Is Muscle Legends or Super Power Fighting Simulator more popular in 2026?

Muscle Legends leads with over 2.2 billion all-time visits compared to Super Power Fighting Simulator's 1 billion+. Muscle Legends also tends to have higher concurrent player counts on most days, though both games maintain healthy active communities.

Which game has a better rebirth system?

Both games feature rebirth mechanics, but Super Power Fighting Simulator offers a more layered experience with multiple stat categories (body, fists, mind, speed) that each carry through rebirths differently. Muscle Legends keeps it simpler with strength and agility as the primary stats, which some players prefer for its straightforward progression.

Can you play Muscle Legends and Super Power Fighting Simulator for free?

Yes, both games are completely free to play on Roblox. Game passes and in-game purchases exist in both titles but are optional. You can reach endgame content in either game without spending Robux, though it will take longer without boosts.

Which game has better PvP combat?

Super Power Fighting Simulator generally offers more varied PvP thanks to its diverse power sets and abilities. Muscle Legends PvP is more straightforward and stat-based. If you want ability-driven combat with flashy moves, Super Power Fighting Simulator is the stronger pick. If you prefer raw stat-based brawling, Muscle Legends delivers.

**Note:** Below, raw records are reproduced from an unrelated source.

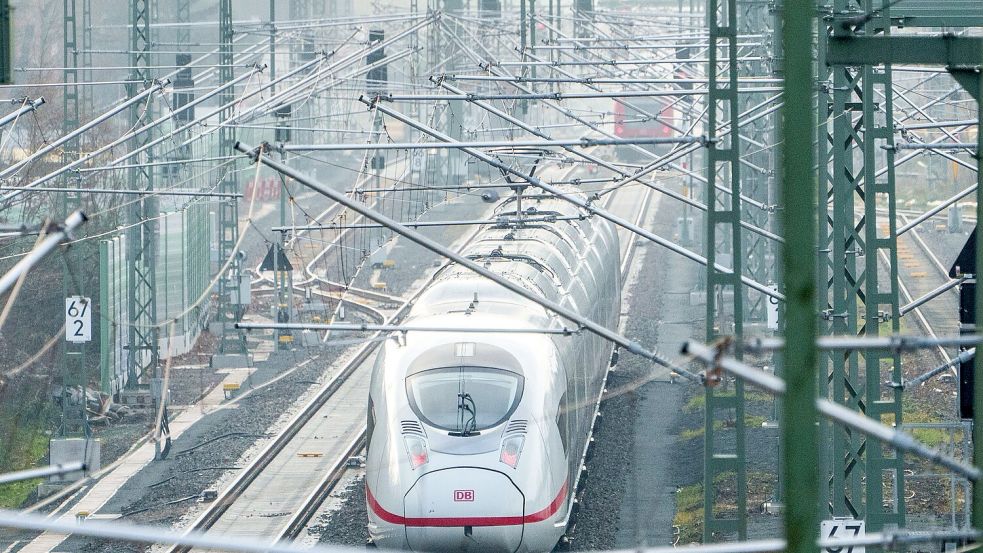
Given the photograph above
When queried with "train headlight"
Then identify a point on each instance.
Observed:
(511, 449)
(416, 448)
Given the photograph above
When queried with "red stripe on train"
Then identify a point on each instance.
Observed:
(538, 516)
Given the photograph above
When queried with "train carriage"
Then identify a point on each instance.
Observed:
(475, 440)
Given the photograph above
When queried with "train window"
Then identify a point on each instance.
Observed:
(464, 400)
(370, 423)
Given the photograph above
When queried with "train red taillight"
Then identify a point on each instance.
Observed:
(416, 448)
(511, 449)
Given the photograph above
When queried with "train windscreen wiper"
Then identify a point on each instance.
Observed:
(468, 416)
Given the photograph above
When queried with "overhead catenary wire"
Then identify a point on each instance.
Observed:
(414, 236)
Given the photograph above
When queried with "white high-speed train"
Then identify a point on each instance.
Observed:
(475, 440)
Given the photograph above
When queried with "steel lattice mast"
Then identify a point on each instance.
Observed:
(725, 465)
(231, 340)
(141, 237)
(74, 420)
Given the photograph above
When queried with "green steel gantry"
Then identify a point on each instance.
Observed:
(800, 477)
(232, 340)
(724, 428)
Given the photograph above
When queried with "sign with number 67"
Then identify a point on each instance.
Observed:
(78, 319)
(843, 528)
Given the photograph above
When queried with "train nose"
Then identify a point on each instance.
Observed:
(464, 509)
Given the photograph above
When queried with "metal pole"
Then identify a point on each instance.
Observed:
(977, 505)
(799, 437)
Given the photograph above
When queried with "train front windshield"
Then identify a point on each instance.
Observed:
(464, 400)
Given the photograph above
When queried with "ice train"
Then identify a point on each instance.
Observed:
(475, 440)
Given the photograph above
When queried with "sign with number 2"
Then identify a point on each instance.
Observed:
(78, 319)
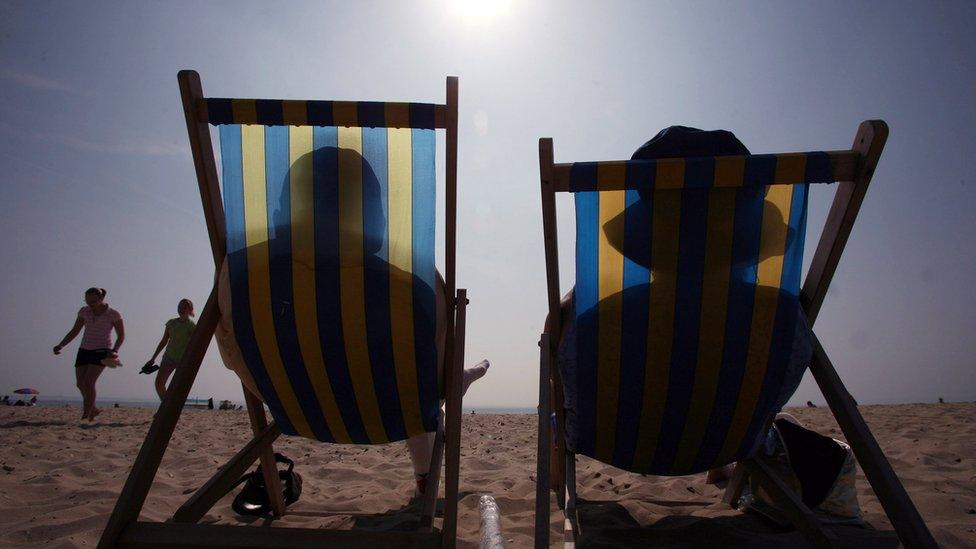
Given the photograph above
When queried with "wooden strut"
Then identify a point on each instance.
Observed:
(452, 426)
(554, 328)
(269, 467)
(147, 462)
(542, 449)
(429, 503)
(207, 495)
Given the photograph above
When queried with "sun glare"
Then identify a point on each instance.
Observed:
(480, 10)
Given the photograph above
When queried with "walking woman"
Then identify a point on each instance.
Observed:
(175, 338)
(98, 320)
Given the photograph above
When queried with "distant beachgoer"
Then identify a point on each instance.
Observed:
(98, 320)
(176, 336)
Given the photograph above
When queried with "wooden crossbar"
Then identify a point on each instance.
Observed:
(844, 165)
(152, 535)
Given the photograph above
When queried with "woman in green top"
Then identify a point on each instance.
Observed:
(175, 338)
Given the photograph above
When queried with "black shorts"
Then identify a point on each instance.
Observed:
(91, 357)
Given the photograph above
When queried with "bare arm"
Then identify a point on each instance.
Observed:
(73, 333)
(120, 335)
(162, 343)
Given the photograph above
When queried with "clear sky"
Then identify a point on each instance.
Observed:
(98, 189)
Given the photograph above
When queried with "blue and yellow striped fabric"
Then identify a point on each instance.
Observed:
(758, 170)
(330, 247)
(281, 112)
(686, 303)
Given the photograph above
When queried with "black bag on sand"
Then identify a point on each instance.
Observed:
(252, 500)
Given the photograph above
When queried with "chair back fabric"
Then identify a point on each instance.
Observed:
(330, 251)
(686, 304)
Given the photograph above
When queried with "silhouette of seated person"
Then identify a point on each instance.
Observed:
(678, 141)
(363, 259)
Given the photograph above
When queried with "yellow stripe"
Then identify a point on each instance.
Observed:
(664, 266)
(303, 276)
(711, 334)
(611, 262)
(400, 169)
(351, 281)
(259, 278)
(245, 112)
(772, 246)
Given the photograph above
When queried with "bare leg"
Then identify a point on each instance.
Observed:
(91, 376)
(166, 368)
(81, 383)
(473, 374)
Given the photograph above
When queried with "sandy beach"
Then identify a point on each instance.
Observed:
(60, 478)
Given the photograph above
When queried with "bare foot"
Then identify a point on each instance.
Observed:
(473, 374)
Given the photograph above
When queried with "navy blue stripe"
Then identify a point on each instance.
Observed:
(233, 184)
(325, 170)
(747, 229)
(371, 114)
(319, 113)
(687, 320)
(633, 333)
(424, 300)
(377, 280)
(422, 116)
(582, 177)
(760, 170)
(269, 112)
(586, 309)
(220, 111)
(278, 198)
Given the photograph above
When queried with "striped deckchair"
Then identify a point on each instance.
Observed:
(322, 229)
(685, 308)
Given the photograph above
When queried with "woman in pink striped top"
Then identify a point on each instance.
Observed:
(98, 320)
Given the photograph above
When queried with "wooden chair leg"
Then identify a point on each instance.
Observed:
(137, 486)
(433, 480)
(452, 421)
(543, 439)
(269, 467)
(894, 499)
(204, 499)
(560, 449)
(733, 491)
(571, 528)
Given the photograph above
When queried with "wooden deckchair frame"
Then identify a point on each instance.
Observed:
(124, 528)
(853, 170)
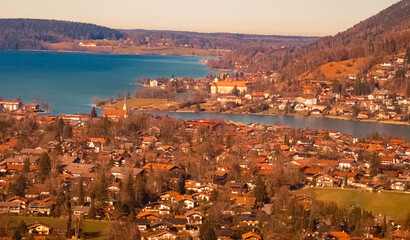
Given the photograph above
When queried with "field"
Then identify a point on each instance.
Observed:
(141, 102)
(337, 70)
(393, 204)
(92, 229)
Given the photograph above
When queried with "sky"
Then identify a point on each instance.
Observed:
(271, 17)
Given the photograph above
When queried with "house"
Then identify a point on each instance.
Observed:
(41, 207)
(338, 236)
(39, 229)
(224, 234)
(97, 146)
(81, 211)
(10, 207)
(346, 163)
(115, 114)
(11, 105)
(362, 115)
(226, 87)
(194, 218)
(164, 234)
(324, 180)
(251, 236)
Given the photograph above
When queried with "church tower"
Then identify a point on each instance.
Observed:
(125, 104)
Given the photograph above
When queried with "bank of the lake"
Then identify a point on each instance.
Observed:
(393, 204)
(355, 128)
(69, 81)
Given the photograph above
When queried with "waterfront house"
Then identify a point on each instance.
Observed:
(10, 105)
(226, 87)
(39, 229)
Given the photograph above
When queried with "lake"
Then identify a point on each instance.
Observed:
(69, 81)
(355, 128)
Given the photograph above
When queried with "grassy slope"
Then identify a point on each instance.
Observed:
(396, 205)
(90, 227)
(337, 70)
(139, 102)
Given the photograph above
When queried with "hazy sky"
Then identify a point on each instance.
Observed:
(285, 17)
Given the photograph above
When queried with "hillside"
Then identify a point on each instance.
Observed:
(382, 35)
(226, 41)
(378, 37)
(36, 33)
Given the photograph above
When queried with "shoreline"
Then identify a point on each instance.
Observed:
(285, 115)
(202, 60)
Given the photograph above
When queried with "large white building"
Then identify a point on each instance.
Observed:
(226, 87)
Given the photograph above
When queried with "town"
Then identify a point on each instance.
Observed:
(146, 177)
(356, 97)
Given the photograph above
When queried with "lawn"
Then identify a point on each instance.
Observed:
(138, 102)
(91, 228)
(396, 205)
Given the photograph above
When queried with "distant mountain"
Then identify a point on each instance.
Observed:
(32, 33)
(381, 35)
(227, 41)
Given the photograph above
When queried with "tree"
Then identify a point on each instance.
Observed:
(93, 210)
(44, 166)
(384, 227)
(206, 231)
(17, 187)
(235, 91)
(80, 192)
(336, 86)
(180, 185)
(93, 113)
(20, 231)
(67, 131)
(26, 167)
(260, 192)
(375, 164)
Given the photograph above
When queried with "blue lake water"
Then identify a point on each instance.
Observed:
(69, 81)
(355, 128)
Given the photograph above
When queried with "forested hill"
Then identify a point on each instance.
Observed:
(383, 34)
(30, 33)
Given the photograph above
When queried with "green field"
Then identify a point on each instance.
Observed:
(138, 102)
(393, 204)
(91, 228)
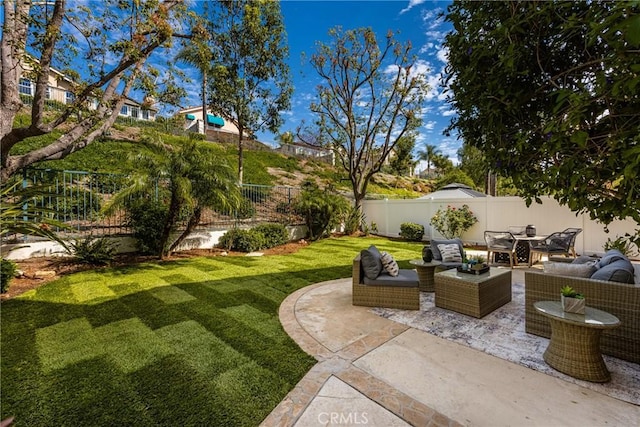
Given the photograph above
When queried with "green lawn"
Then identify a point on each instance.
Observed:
(189, 342)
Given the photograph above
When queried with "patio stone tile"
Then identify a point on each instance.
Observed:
(392, 368)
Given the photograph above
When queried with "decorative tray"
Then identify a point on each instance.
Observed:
(474, 272)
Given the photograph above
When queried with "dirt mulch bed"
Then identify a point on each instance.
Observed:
(38, 271)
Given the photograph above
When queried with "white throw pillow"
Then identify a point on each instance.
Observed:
(389, 264)
(567, 269)
(450, 253)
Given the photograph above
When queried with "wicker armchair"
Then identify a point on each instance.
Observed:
(559, 243)
(572, 245)
(406, 297)
(501, 242)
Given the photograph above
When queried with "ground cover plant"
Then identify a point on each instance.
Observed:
(187, 342)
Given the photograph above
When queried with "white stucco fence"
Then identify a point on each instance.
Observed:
(495, 213)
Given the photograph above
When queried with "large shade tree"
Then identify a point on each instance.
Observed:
(369, 99)
(428, 154)
(250, 82)
(106, 65)
(550, 92)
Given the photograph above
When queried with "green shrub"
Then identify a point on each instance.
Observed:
(146, 218)
(354, 221)
(92, 250)
(246, 209)
(242, 240)
(453, 222)
(273, 234)
(322, 209)
(7, 272)
(411, 231)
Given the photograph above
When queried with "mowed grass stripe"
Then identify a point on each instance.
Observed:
(187, 342)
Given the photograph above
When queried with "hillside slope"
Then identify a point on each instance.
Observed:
(116, 153)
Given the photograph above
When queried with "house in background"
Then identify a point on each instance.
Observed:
(300, 149)
(60, 90)
(194, 122)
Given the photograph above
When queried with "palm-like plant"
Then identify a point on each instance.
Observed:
(188, 179)
(428, 154)
(20, 214)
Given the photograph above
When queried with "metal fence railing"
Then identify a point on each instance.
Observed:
(76, 198)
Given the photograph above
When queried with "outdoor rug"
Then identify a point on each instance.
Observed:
(501, 334)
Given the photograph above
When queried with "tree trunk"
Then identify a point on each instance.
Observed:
(240, 154)
(172, 218)
(204, 100)
(491, 184)
(194, 220)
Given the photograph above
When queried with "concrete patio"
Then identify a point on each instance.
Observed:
(373, 371)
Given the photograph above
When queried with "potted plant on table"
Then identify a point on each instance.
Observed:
(572, 301)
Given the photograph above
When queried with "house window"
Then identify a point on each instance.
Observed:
(25, 87)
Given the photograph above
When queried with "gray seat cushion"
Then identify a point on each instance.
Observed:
(620, 271)
(405, 278)
(610, 257)
(370, 262)
(436, 252)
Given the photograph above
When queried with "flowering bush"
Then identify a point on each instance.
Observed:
(452, 222)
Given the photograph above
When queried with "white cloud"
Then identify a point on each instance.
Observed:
(443, 54)
(412, 4)
(430, 125)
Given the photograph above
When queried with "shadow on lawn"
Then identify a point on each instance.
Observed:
(205, 352)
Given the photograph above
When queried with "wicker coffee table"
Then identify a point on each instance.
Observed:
(473, 295)
(574, 348)
(425, 272)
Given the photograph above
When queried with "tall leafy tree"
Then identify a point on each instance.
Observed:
(402, 162)
(549, 92)
(189, 178)
(250, 84)
(369, 99)
(430, 151)
(73, 36)
(473, 163)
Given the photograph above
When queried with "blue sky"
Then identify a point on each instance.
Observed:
(307, 22)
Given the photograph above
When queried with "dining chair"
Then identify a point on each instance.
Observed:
(558, 243)
(501, 242)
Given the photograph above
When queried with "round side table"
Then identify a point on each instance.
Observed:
(574, 348)
(425, 274)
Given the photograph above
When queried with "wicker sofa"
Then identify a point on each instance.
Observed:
(619, 299)
(385, 291)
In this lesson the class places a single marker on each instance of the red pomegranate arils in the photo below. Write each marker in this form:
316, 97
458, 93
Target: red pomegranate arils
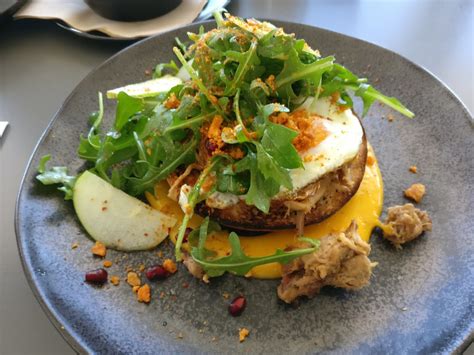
98, 276
186, 234
156, 272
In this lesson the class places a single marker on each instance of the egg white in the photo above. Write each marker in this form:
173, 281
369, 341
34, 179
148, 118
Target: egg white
339, 147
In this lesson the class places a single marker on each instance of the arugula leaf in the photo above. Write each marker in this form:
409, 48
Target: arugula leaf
237, 262
173, 154
261, 190
369, 95
193, 199
127, 106
340, 79
275, 45
56, 175
295, 70
270, 168
277, 141
171, 67
197, 80
246, 61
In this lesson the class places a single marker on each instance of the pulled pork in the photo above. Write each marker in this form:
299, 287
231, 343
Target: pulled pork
341, 261
405, 223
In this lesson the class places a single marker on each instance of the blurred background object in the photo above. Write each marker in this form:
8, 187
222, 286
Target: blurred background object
132, 10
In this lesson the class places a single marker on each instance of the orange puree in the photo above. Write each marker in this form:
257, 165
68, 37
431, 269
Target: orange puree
364, 207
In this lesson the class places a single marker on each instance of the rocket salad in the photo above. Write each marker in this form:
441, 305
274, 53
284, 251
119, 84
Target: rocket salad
236, 75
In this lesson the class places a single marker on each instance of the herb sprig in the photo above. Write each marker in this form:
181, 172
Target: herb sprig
237, 262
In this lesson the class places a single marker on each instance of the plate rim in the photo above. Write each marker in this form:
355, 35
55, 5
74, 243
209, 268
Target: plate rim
53, 316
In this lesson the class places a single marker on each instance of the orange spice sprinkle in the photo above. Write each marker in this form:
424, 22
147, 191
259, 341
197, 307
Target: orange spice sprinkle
311, 132
236, 153
144, 294
170, 266
415, 192
115, 280
172, 102
99, 249
133, 279
243, 333
370, 160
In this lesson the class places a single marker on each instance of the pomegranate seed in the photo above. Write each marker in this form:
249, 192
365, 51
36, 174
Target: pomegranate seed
186, 234
156, 272
210, 146
98, 276
237, 306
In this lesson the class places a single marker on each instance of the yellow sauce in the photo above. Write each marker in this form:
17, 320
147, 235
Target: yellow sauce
364, 207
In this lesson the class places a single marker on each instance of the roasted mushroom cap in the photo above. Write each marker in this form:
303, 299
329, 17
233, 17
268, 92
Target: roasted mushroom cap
311, 204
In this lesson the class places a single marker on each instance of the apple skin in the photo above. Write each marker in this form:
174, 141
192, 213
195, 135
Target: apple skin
116, 219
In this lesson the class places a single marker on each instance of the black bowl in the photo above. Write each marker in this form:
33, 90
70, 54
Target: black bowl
132, 10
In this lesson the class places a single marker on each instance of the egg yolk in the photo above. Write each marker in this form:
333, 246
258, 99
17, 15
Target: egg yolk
364, 207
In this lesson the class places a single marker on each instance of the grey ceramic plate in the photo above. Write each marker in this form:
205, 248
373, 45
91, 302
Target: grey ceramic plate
420, 300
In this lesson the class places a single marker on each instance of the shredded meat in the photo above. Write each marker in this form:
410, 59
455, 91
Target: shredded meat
341, 261
405, 223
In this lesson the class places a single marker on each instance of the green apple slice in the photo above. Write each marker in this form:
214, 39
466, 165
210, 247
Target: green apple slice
116, 219
148, 88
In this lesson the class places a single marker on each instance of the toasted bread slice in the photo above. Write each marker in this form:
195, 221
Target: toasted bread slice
317, 200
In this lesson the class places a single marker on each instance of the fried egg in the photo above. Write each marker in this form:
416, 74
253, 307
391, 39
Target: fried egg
364, 207
343, 136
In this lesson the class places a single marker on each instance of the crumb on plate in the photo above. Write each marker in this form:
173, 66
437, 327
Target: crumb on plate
415, 192
133, 279
144, 294
115, 280
170, 266
243, 333
370, 160
99, 249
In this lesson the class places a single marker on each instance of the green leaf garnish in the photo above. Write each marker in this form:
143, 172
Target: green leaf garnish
56, 175
237, 262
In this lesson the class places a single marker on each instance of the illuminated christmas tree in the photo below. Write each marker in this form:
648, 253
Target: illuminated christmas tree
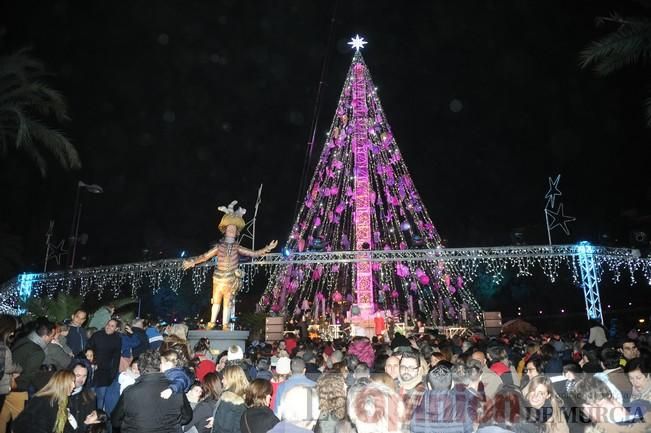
362, 198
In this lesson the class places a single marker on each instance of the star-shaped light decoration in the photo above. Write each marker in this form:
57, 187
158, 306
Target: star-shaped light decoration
553, 192
559, 219
56, 252
357, 43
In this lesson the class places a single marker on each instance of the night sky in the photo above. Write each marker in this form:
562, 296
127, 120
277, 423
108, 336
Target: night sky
178, 107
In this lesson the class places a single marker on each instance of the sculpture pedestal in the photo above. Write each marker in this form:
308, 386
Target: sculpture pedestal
362, 327
219, 340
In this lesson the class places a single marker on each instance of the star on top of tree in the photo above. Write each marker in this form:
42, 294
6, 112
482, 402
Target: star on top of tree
559, 219
553, 192
357, 43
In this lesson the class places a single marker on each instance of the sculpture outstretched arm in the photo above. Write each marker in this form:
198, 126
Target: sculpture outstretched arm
258, 253
191, 263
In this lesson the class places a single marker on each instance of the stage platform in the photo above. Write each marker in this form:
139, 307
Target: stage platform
219, 340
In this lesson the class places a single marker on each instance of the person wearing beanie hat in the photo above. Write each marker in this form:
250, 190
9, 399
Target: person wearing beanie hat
336, 357
283, 369
297, 378
235, 353
283, 366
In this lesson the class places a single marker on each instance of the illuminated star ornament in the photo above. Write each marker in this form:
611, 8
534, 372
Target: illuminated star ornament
57, 251
559, 219
357, 43
553, 192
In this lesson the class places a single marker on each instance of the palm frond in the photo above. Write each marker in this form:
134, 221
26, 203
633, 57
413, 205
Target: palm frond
38, 97
629, 44
54, 141
23, 95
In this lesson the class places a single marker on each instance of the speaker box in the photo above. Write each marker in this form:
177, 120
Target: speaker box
492, 322
274, 328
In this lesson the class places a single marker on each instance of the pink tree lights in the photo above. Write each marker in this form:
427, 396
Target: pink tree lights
362, 198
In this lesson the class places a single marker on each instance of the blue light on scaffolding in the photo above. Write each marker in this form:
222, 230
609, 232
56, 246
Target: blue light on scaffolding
25, 285
589, 281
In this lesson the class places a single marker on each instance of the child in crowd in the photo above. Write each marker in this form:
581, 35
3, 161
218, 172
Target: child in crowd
129, 376
171, 363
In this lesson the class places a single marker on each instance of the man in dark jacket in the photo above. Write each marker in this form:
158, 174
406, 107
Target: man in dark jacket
76, 338
107, 346
29, 353
82, 401
140, 408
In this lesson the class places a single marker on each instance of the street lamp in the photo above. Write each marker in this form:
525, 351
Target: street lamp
76, 217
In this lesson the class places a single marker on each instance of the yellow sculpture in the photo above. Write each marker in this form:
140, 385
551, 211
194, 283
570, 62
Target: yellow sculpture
227, 277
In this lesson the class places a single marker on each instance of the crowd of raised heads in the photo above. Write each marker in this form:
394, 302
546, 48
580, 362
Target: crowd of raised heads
141, 377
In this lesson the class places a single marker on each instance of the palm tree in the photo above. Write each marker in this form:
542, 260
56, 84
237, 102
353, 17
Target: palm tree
26, 103
628, 44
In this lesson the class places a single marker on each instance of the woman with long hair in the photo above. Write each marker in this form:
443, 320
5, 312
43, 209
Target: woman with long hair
504, 413
211, 389
47, 411
231, 406
331, 389
258, 417
545, 406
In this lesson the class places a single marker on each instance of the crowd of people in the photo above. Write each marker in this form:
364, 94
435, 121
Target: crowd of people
137, 377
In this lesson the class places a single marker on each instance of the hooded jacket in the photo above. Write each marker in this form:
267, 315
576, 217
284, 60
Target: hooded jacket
141, 410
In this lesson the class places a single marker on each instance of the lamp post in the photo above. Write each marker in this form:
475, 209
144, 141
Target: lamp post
76, 217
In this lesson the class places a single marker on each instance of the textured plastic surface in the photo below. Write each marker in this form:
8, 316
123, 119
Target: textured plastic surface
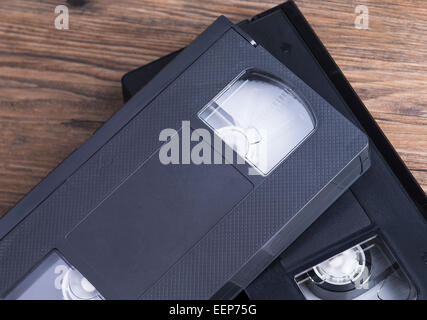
240, 245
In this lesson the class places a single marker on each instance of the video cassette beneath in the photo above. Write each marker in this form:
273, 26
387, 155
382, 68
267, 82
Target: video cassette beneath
366, 271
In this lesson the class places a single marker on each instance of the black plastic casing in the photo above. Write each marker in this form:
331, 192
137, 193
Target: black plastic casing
386, 201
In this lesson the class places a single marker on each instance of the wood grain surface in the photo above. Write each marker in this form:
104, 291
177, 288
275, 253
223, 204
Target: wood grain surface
58, 86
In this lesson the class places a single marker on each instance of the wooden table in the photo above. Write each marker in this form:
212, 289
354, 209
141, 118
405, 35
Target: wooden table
58, 86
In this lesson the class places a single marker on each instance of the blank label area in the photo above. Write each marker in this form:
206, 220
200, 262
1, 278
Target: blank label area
153, 219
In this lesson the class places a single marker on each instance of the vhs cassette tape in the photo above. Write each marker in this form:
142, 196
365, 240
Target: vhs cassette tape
129, 226
382, 213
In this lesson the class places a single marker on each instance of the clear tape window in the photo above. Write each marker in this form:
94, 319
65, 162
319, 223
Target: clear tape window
261, 118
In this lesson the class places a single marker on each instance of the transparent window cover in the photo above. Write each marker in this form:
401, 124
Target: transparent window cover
54, 279
260, 117
366, 271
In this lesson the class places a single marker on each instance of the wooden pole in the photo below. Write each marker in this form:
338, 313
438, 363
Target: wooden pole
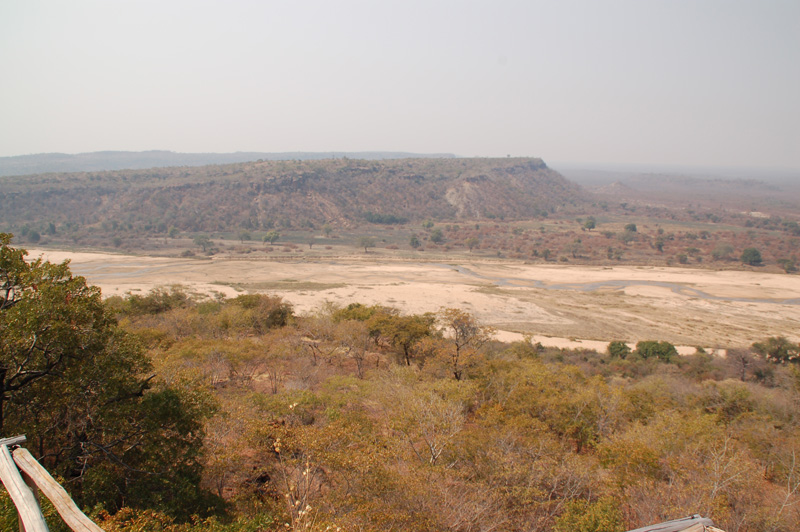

Are game passes worth buying in either game?

Both games offer similar game pass structures. Muscle Legends VIP costs around 199 Robux, while Super Power Fighting Simulator VIP is around 249 Robux. The 2x multiplier passes in both games dramatically speed up progression and are generally considered the best value if you plan to play long-term.

Which game is better for beginners?

Muscle Legends is slightly more beginner-friendly thanks to its simpler two-stat system (strength and agility) and clear gym progression. Super Power Fighting Simulator has four main stats plus a powers system, which can feel overwhelming at first. However, both games include tutorials and the core loop is easy to grasp within a few minutes.